PRECICE® dCK Phosphorylation Assay Kit

Microplate-based spectrophotometric assay for evaluating phosphorylation of ribo- and deoxyribonucleoside analogues by human recombinant deoxycytidine kinase.

Includes active human dCK enzyme High-throughput microplate format Validated with clinically important nucleoside analogues

The PRECICE®dCK Phosphorylation Assay Kit, developed by NOVOCIB's R&D team, provides a ready to use solution for evaluating the phosphorylation of novel ribonucleoside and deoxyribonucleoside analogues using the active human recombinant deoxycytidine kinase supplied in the kit.
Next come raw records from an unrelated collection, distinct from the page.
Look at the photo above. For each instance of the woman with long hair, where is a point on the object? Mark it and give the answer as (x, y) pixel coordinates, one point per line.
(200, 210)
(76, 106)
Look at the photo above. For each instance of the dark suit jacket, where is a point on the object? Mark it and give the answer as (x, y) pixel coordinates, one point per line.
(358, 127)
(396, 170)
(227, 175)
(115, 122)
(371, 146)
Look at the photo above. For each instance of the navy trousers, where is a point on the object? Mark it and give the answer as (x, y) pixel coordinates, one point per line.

Each kit includes active human recombinant deoxycytidine kinase and calibrated solution of gemcitabine to ensure accurate and reproducible phosphorylation measurements without enzymology background.

Human deoxycytidine kinase (dCK) has unusually broad specificity and is the activation enzyme for many anticancer and antiviral nucleoside analogues Human deoxycytidine kinase (dCK). It phosphorylates purine deoxynucleosides (dAR, dGR); pyrimidine deoxynucleosides (dCR); ribonucleoside (CR) and also nucleoside analogues cytarabine; gemcitabine; cladribine; fludarabine and L-nucleosides like lamivudine (3TC). Structural studies have shown how dCK accommodates both D- and L-nucleosides, explaining why it activates drugs of both chiralities.

Assay Principle

PRECICE® dCK Phosphorylation Assay Kit is based on the competitive inhibition of deoxyinosine (dIR) phosphorylation by human deoxycytidine kinase (dCK) in the presence of a nucleoside analogue.
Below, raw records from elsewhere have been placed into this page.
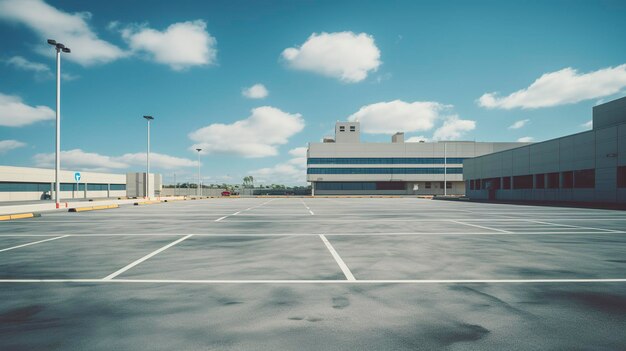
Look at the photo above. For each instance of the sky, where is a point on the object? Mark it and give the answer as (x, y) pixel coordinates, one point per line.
(252, 82)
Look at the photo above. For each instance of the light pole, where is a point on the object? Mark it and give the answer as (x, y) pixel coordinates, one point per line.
(199, 191)
(148, 118)
(445, 169)
(57, 169)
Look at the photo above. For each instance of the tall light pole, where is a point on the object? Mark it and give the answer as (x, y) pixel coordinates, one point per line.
(199, 191)
(445, 169)
(148, 118)
(57, 169)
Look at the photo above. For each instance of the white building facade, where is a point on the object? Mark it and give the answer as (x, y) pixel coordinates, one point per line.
(584, 167)
(345, 166)
(27, 184)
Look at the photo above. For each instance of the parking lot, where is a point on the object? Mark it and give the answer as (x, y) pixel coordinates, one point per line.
(315, 273)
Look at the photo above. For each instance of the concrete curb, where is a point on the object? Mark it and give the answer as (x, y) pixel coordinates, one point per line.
(92, 208)
(146, 203)
(19, 216)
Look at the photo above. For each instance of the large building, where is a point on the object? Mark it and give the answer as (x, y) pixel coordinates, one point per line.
(584, 167)
(25, 184)
(344, 165)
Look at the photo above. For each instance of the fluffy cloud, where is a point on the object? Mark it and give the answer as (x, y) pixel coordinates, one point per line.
(15, 113)
(398, 116)
(180, 46)
(343, 55)
(70, 29)
(566, 86)
(453, 128)
(79, 159)
(256, 136)
(157, 160)
(41, 70)
(519, 124)
(257, 91)
(25, 65)
(290, 172)
(7, 145)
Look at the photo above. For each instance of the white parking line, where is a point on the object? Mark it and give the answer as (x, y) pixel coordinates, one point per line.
(118, 272)
(573, 226)
(86, 235)
(33, 243)
(274, 281)
(483, 227)
(342, 265)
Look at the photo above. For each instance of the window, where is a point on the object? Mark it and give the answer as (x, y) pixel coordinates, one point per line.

  • In the absence of a nucleoside competitor, dCK phosphorylates deoxyinosine, producing dIMP.
  • dIMP is immediately oxidized by IMPDH to dXMP, with concomitant formation of NADH₂.
  • In the presence of a nucleoside competitor, phosphorylation of deoxyinosine (a poor dCK substrate) is inhibited, resulting in a decrease in NADH₂ formation.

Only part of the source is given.